Mais, il a essayé de rester objectif dans son analyse justement pour donner plus de crédit à ses propos. En effet, dans une Tribune publiée dans la revue politique américaine Politico en date du 1er décembre 2022, l’ancien ambassadeur ne va pas avec le dos de la cuillère sur la situation en Haïti. Partisan depuis longtemps d’une intervention militaire américaine en Haïti afin d’éradiquer les gangs et la corruption politique, il souligne néanmoins que ce ne sera pas une mission facile. Car, Foley reconnaît sans détour que « Les perspectives d’une mission de sauvetage internationale semblent actuellement sombres. Il existe une opposition sérieuse à l’intervention internationale en Haïti et le refus des États-Unis de participer à la force compromet sa viabilité. Bien qu’elle devienne de jour en jour plus urgente, une intervention pourrait être mort-née si l’Administration ne révise pas son approche actuelle dans plusieurs domaines clés ».

Pourtant, si l’ex-Plénipotentiaire américain dans la capitale haïtienne ne fait pas mystère d’une opposition forte et sérieuse de la population devant la perspective d’une intervention militaire américaine, donc occupation étrangère, il ne craint pas pour autant la contradiction quand il avance « Les États-Unis disposent d’une voie étroite pour éviter le déploiement d’une force militaire de grande envergure que Washington ne peut se permettre ». En clair, face à la situation qui prévaut dans le pays, l’intervention étrangère est inévitable. Mais, pour cela, celui qui se présente comme un spécialiste de la politique haïtienne a un plan, voire un mode d’emploi qu’il définit en trois points.

« Premièrement, un accord entre les Haïtiens pour forger un gouvernement de transition sur la base de l’Accord de Montana. Deuxièmement, l’accord du nouveau gouvernement potentiel pour soutenir une Mission internationale de sécurité afin d’aider la police nationale haïtienne. Troisièmement, la participation des États-Unis à la force internationale, sans laquelle elle manquera de crédibilité – et sans laquelle les efforts des États-Unis pour obtenir un Accord politique auront peu de chance d’aboutir. En bref, toutes les parties – Ariel Henry, l’opposition et les États-Unis eux-mêmes – devront quitter leurs positions actuelles à un égard ou à un autre », propose l’intéressé.
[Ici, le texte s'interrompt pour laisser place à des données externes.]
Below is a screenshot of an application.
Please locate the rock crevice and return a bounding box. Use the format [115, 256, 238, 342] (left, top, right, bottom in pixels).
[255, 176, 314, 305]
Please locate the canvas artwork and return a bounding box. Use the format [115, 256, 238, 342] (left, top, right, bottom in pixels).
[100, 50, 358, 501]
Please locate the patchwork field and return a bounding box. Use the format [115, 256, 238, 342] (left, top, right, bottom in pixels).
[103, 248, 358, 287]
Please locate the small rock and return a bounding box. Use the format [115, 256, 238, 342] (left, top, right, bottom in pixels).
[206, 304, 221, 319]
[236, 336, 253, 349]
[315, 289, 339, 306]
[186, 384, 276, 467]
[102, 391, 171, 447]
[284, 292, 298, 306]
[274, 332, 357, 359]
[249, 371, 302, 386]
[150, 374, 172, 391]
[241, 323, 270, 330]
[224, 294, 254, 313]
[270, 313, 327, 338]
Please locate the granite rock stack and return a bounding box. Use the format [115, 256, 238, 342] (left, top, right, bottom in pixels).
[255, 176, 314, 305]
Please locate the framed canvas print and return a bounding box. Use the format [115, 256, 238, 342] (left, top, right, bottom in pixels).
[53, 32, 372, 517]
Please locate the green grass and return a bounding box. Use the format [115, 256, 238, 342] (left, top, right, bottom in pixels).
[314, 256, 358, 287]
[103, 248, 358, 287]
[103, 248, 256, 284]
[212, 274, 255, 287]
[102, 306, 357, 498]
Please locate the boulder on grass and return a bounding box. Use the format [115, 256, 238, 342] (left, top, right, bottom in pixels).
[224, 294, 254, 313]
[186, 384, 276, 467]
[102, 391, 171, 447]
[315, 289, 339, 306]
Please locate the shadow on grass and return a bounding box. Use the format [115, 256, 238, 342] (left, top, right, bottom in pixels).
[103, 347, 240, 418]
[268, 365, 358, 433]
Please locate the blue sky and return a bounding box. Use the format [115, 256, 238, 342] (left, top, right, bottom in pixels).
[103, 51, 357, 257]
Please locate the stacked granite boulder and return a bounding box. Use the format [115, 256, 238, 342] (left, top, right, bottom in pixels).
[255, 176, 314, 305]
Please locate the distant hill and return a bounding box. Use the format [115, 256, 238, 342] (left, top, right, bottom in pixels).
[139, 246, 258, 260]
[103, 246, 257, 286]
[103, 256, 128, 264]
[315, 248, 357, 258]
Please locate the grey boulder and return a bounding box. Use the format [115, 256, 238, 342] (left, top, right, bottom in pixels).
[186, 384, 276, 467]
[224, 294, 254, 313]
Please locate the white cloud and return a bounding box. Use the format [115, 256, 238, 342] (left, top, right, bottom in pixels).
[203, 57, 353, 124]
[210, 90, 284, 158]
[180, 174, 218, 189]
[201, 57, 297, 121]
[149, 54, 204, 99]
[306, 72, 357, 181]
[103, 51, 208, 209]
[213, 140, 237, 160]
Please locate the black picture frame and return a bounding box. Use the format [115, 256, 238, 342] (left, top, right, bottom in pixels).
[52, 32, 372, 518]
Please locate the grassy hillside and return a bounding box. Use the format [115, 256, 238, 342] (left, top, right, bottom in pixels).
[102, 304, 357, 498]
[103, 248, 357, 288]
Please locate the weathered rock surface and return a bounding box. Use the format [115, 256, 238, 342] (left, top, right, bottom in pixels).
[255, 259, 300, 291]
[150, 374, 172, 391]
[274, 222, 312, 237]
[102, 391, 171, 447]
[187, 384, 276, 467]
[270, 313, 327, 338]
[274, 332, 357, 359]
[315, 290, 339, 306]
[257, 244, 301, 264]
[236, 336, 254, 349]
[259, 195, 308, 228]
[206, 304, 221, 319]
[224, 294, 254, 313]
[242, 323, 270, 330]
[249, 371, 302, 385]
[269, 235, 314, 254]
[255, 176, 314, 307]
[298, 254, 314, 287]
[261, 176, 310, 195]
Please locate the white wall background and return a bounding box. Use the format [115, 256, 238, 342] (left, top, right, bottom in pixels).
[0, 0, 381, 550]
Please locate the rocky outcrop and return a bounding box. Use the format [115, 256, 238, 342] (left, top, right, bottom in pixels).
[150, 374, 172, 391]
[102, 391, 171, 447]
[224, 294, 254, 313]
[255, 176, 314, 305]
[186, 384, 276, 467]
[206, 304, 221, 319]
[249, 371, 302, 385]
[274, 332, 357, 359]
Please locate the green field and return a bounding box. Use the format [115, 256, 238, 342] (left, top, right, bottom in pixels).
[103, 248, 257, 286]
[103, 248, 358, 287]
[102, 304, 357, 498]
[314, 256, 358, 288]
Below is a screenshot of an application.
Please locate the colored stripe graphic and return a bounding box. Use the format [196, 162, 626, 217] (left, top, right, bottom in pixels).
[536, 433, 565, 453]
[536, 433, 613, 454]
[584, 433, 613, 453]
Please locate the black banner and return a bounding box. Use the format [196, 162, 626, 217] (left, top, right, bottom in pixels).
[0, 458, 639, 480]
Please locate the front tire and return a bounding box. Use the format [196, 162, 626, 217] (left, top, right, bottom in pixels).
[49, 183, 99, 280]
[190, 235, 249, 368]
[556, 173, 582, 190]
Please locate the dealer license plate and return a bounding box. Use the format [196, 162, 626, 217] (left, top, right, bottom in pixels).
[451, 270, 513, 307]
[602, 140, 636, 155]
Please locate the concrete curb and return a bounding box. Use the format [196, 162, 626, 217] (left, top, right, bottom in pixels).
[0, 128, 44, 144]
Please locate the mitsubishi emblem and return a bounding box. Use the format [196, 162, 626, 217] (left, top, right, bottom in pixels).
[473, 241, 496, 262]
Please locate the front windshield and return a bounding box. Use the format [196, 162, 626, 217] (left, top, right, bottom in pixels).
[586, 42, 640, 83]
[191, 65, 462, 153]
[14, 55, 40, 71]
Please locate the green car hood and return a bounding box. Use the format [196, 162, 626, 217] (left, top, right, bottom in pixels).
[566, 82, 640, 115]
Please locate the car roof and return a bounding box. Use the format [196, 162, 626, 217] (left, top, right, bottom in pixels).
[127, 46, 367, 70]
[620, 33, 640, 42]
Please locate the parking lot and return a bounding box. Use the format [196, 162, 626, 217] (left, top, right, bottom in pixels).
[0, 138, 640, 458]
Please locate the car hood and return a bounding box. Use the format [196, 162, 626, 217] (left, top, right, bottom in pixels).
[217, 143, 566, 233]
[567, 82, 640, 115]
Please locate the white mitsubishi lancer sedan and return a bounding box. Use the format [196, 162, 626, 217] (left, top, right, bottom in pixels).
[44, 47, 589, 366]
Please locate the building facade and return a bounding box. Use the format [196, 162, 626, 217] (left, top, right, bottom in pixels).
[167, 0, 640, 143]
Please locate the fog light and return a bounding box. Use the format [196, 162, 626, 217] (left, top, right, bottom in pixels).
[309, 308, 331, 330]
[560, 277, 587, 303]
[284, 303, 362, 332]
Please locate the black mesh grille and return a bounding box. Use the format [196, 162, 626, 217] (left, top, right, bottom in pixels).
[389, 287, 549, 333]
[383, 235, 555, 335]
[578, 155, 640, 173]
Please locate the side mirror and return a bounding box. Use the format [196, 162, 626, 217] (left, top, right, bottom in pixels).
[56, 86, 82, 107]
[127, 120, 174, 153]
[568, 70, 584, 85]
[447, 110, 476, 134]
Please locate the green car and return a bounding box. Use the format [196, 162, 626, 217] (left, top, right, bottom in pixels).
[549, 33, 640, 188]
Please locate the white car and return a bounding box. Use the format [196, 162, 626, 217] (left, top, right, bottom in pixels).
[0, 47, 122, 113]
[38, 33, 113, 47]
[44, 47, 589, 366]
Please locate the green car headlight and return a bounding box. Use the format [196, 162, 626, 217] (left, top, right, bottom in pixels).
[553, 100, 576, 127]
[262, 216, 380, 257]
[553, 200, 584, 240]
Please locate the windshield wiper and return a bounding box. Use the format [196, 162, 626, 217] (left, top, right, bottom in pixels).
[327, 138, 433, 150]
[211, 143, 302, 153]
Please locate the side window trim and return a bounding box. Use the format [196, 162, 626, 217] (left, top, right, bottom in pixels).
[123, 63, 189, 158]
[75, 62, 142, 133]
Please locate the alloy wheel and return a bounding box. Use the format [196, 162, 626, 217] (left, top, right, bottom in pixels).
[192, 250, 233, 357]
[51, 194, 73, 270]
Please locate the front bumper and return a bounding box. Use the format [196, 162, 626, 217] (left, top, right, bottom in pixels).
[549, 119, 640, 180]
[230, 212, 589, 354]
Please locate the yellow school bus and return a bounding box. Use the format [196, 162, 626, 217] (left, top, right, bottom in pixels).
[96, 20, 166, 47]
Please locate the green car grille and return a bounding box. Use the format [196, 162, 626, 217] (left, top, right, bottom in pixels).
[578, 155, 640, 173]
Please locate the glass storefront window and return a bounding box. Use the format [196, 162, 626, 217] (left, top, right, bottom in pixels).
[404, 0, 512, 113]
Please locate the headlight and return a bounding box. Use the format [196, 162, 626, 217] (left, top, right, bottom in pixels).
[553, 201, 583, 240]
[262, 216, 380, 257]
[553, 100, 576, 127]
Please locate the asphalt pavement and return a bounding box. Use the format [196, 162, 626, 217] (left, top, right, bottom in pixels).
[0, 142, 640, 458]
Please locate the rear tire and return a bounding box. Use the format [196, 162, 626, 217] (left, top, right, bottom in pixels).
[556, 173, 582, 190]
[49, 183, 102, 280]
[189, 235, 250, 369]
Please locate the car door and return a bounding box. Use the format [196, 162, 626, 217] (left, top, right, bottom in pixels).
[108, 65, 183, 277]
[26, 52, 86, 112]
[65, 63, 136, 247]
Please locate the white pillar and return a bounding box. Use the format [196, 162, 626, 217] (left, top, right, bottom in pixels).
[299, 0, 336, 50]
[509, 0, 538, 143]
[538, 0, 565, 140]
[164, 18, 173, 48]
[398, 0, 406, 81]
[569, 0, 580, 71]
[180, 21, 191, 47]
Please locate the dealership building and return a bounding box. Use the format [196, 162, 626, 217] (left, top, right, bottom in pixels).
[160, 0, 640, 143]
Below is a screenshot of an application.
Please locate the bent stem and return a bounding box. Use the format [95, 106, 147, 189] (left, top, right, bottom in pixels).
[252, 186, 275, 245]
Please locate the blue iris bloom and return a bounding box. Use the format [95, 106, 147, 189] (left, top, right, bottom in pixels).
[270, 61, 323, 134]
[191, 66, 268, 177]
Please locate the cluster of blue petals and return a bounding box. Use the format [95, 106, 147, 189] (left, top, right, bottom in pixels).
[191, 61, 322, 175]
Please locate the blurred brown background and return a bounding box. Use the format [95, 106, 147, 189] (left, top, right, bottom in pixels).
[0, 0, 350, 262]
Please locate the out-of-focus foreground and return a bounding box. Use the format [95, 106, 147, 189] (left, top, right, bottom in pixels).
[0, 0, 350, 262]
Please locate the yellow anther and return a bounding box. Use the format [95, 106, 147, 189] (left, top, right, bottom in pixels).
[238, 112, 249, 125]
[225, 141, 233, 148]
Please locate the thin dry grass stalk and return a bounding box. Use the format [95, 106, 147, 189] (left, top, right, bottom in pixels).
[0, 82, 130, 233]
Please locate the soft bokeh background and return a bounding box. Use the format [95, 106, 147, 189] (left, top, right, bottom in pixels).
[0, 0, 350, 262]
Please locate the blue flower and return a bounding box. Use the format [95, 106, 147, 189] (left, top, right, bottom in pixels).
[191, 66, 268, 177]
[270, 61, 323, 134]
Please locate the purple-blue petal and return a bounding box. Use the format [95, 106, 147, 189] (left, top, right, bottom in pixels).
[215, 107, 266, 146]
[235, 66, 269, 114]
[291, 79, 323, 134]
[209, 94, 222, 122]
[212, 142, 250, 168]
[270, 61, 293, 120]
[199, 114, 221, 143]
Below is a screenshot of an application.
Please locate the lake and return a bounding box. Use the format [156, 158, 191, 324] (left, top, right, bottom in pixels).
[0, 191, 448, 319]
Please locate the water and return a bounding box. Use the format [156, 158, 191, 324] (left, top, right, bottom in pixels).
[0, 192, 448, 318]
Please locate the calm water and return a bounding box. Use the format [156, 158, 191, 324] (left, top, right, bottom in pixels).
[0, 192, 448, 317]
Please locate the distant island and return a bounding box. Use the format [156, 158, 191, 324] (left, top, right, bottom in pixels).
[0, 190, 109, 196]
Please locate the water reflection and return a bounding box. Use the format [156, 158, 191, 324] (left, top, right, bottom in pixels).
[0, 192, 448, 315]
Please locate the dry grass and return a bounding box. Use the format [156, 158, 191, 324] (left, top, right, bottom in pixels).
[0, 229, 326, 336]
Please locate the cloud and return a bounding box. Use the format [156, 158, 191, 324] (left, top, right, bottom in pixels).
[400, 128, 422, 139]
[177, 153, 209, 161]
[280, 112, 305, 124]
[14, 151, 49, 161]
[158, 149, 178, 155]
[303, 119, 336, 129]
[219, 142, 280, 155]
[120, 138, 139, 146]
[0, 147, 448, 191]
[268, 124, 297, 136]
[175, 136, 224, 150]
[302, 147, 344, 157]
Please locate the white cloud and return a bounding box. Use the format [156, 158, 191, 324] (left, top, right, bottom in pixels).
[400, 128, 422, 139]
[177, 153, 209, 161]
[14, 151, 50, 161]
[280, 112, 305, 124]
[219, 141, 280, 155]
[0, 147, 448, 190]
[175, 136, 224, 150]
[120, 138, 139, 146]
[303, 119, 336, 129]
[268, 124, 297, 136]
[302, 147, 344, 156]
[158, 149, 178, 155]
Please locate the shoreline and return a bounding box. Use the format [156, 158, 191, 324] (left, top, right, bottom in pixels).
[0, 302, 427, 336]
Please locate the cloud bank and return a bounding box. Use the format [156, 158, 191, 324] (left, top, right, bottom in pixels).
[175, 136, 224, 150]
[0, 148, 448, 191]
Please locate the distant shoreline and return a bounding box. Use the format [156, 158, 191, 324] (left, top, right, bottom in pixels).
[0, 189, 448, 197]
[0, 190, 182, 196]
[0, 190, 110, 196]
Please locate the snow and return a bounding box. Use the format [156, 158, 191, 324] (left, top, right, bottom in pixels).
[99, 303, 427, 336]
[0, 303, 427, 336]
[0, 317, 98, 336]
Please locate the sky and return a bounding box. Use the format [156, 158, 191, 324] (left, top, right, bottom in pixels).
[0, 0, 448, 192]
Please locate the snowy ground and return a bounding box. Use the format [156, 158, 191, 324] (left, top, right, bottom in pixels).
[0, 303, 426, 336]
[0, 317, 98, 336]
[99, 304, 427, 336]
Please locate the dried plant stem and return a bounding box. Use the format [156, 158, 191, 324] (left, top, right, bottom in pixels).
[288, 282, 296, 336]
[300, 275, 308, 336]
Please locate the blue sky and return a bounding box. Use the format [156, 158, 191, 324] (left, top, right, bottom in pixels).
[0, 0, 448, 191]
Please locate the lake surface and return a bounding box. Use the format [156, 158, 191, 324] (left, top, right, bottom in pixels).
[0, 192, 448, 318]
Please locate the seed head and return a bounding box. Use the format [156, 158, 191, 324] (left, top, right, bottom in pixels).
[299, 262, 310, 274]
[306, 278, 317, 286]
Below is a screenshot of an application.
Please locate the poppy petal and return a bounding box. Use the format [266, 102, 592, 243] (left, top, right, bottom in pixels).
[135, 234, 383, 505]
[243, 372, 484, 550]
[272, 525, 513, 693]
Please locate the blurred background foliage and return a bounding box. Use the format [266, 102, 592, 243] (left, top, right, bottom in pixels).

Fin diplomate et fin politique pourrait-on dire, James B. Foley, dans ses propositions, ne tente pas moins de faire passer le groupe de Montana comme le recours possible à une solution politique à la crise et pourquoi pas le soutien tant recherché par la Communauté internationale pour l’intervention militaire sollicitée par les autorités en place mais qui bute sur l’hostilité d’une grande partie de l’opinion publique nationale notamment, les acteurs politiques.

James B. Foley

Persuadé qu’il tient là le bon argument pour convaincre Washington d’agir militairement en Haïti, par le plus grand paradoxe, l’ancien ambassadeur, de manière subtile, continue de présenter les signataires de l’Accord du 30 août comme les meilleurs alliés de Washington et les seuls pouvant faire avaler la pilule de l’occupation à l’opinion. De ce fait, celui qui fait, sans se cacher, la promotion d’une intervention militaire en Haïti ne voit qu’une entité politique capable d’assurer la suite de la Transition en l’absence d’un Ariel Henry qu’il voit comme « Un dirigeant isolé, discrédité et défaillant d’un État défaillant ; le soutien indéfectible dont il bénéficie de la part des États-Unis est aussi déconcertant que contre-productif. Les États-Unis feraient bien de suivre l’exemple du Canada, qui vient d’imposer des sanctions au patron politique présumé de Ariel Henry, l’ancien Président Martelly, un message symbolique mais puissant » ajoute James D. Foley.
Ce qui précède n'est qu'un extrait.